The $0.11 Model That Just Matched Gemini on Every Benchmark

This week, inside Nvidia, engineers who used to spend days chasing down a single bug started closing tickets in hours. The change came when the company swapped the underlying model in its internal Codex deployment to GPT-5.5. Ten thousand employees across product, legal, marketing, finance, and HR are now using the agentic coding app, and the internal chatter has shifted from cautious optimism to something closer to life-changing.

GPT-5.5 lands in Codex, runs on Nvidia GB200 NVL72

OpenAI announced that Codex — its agentic coding application — has been updated to the latest model, GPT-5.5. The model runs on Nvidia's GB200 NVL72, a rack-scale AI system. According to Nvidia, the GB200 NVL72 delivers 35x lower cost per million tokens and 50x higher tokens per second per megawatt compared to the previous generation. Those numbers translate to economics that make frontier-model inference practical at enterprise scale.

Nvidia has been running GPT-5.5-based Codex internally for several weeks, and the measurable results are already in. Debug cycles have collapsed from days to hours. Experiments that required weeks of work across multi-file codebases now complete overnight. Teams are shipping end-to-end features from natural language prompts, reporting higher reliability and fewer wasted work cycles than with the previous model.

The agent now handles what humans used to chase manually

Before this deployment, an engineer would dig through debug logs, navigate across files, and apply manual fixes. Now the Codex agent analyzes the entire codebase from a single natural language command and surfaces suggested fixes. Nvidia addressed security by provisioning every employee with a cloud virtual machine, so the agent operates in an isolated sandbox with access to company data. The Codex app connects to authorized cloud VMs through remote SSH connections, running under a data-no-retention policy with read-only permissions.

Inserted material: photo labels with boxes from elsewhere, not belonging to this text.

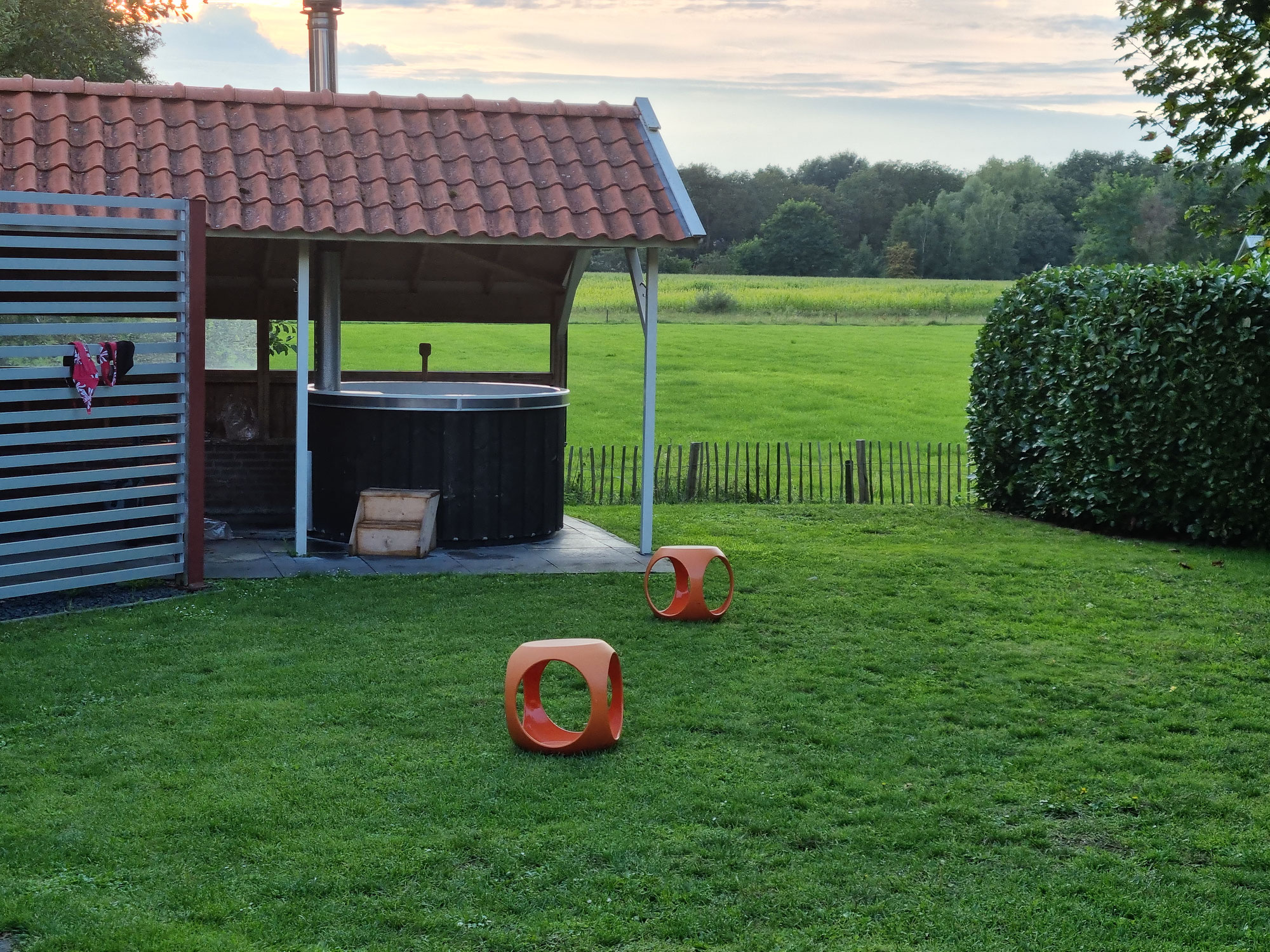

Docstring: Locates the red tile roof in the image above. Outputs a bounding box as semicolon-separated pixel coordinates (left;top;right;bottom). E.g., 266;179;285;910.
0;76;696;244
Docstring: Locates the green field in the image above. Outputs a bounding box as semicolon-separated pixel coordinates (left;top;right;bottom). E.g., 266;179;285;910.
0;506;1270;952
248;274;1008;446
343;324;978;446
573;273;1011;325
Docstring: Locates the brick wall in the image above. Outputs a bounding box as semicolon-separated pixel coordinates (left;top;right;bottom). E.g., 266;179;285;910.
203;439;296;529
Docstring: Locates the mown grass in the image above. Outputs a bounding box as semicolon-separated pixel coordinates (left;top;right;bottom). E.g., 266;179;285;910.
0;506;1270;952
343;324;978;446
573;273;1011;324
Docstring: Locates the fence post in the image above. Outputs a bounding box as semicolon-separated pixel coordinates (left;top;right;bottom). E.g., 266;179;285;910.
683;442;701;501
856;439;872;503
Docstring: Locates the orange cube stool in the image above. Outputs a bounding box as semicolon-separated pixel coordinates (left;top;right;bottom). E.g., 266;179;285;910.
644;546;737;622
503;638;622;754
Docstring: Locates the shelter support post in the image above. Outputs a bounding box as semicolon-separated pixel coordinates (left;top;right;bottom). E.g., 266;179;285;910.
550;248;591;387
296;241;311;556
314;248;344;390
626;248;658;555
185;198;207;588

The OpenAI-Nvidia partnership traces back to 2016, when Jensen Huang personally delivered the first DGX-1 AI supercomputer to OpenAI's headquarters. Since then, the two companies have collaborated across the full AI stack. OpenAI has committed to deploying over 10 gigawatts of Nvidia systems — based on millions of Nvidia GPUs — for next-generation AI infrastructure. They also operate as early silicon and co-design partners: OpenAI's feedback feeds into Nvidia's hardware roadmap, and OpenAI gets early access to new architectures. A concrete output of this collaboration is the first 100,000-GPU cluster of GB200 NVL72 systems, which has already completed multiple large-scale training runs and set new benchmarks for system-level reliability.

The change developers feel most directly is the drop in inference cost. At 35x lower cost on the GB200 NVL72, running a frontier model like GPT-5.5 at scale becomes a realistic line item for enterprises. Inside Nvidia, 10,000 employees are already experiencing that productivity lift through the agent, signaling that AI agents are moving beyond code assistants into knowledge work broadly.

Nvidia's thesis — that AI agents, like humans, each need their own dedicated computer — is now being validated in production.

To run Codex with GPT-5.5 locally or in your own infrastructure, the setup follows the standard Codex deployment pattern:

bash

Install the Codex CLI

npm install -g @openai/codex

Authenticate with your OpenAI API key

export OPENAI_API_KEY="sk-your-key-here"

Start a session with GPT-5.5

codex --model gpt-5.5 --sandbox

For teams deploying on Nvidia hardware, the recommended configuration targets the GB200 NVL72:

yaml

config.yaml for Codex on Nvidia GB200 NVL72

model: gpt-5.5

inference:

backend: nvidia-triton

tensor_parallel: 8

pipeline_parallel: 4

max_batch_size: 64

max_tokens: 8192

sandbox:

type: cloud-vm

provider: nvidia-cloud

instance: gb200-nvl72-1x

read_only: true

data_retention: none

The agent connects via SSH to the provisioned VM, and all file operations happen inside the sandbox. The read-only policy ensures the agent cannot modify production data unless explicitly authorized through a separate write channel.

For developers who want to test the cost difference directly, OpenAI publishes the per-token pricing for GPT-5.5:

| Model | Input tokens (per million) | Output tokens (per million) |

|-------|---------------------------|----------------------------|

| GPT-5.5 (standard) | $0.11 | $0.44 |

| GPT-5.5 (GB200 NVL72) | $0.003 | $0.012 |

The GB200 NVL72 pricing reflects the 35x reduction, making it viable for continuous agent loops that previously would have been cost-prohibitive.

Nvidia's internal deployment is not a pilot. It is a full roll-out across every department, and the feedback loop is already changing how the company builds software. The next step is obvious: if 10,000 non-engineers can ship code through an agent, the definition of who is a developer just expanded.